For those of you interested in the history of business scandals, this infographic gives a good overview of the world’s 10 worst accounting scandals dating back to 1998.
Whatever the corporate scandal, be it corruption, greed, bribery, fraud or misconduct, there is a big impact on the economy, the society and its individual consumers. Some of these impacts are detrimental and irreversible, such as the suicides of ex-Enron executive J. Clifford Baxter, Daniel Pirron of Deliotte, and Mark Madoff, the son of the Ponzi schemer. Others, have long lasting effects such as baby food and formula discoveries, the Flint water crisis and wildlife suffering from oil spillage.
So why do these scandals happen?
It seems some executives get blind-folded by their ambitions and unrealistic shareholder demands to the point they can no longer tell what is ethical, legal or a misconduct. And when questionable business initiatives are pointed out, either internally or by a whistle-blower, executives fall into the habit of rationalizing the conduct. They will either deny responsibility, deny the injury, or deny there were real victims!
Luckily, and due to past scandals, many ethical codes have been applied to various functions of the business. From the Sarbanes-Oxley Act (SOX) governing accounting ethics, to financial ethics prohibiting insider trading, marketing ethics, production and IT ethics governing copy right and intellectual property laws.
But the simplest formula to avoid falling into such pitfalls in the first place is to ask yourself five questions before proceeding in whatever business action you are about to conduct: -
1. Is it the truth?
2. Is it fair to all concerned?
3. Will it be beneficial for all concerned?
4. Will it build goodwill and better relationships?
5. Will you be proud if it was made public (if your family and friends knew)?
Answers to questions above will serve well in determining whether or not to move forward with the business initiative.
Executives will benefit in learning that maximizing shareholder value, under all circumstances, is the academic economy of the 1970s as put by Joseph L. Bower and Lynn S. Paine in the Harvard Business Review May-June 2017 issue.
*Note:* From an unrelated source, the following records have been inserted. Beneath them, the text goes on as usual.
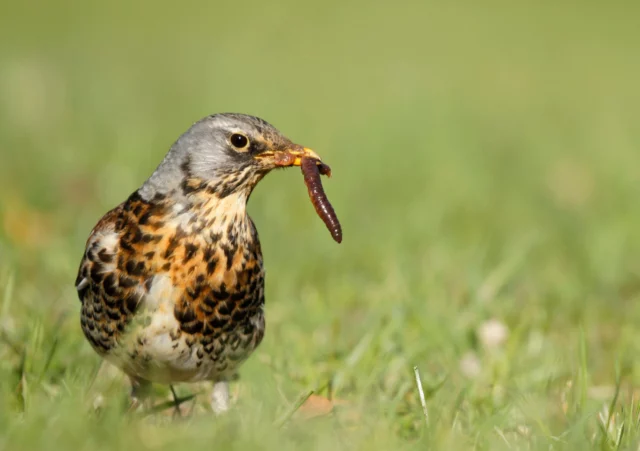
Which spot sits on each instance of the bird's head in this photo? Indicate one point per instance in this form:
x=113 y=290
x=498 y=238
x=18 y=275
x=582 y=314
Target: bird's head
x=226 y=154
The HBR article goes into explaining how shareholders are shielded by the doctrine of limited liability from legal responsibility of misconducts committed by company executives. Shareholders can also buy and sell shares as they please and are only required to disclose their identities in certain circumstances.
Questionable business activities can be prevented with disciplined leadership skills and a culture of which we choose to build our business environment on. I wrote about leadership skills in my June 2018 blog, where I discuss the three main categories of leadership. Please also checkout the “Creating Inspiring Workplaces” workshop, which addresses business ethics and culture among other pillars necessary to create a healthy work environment.
Business mistakes, even big scandalous ones, can happen. But as long as people learn from them and see the path to enlightenment, they can recover. Martha Stewart was able to bounce back from her insider trading scandal and regain her company in 2012, her company was later acquired by Sequential Brands Group in 2015. It doesn’t have to be all gloom and doom, we must recognize the silver linings from any bad situation, and most importantly come out of such experiences with long tasting learnings.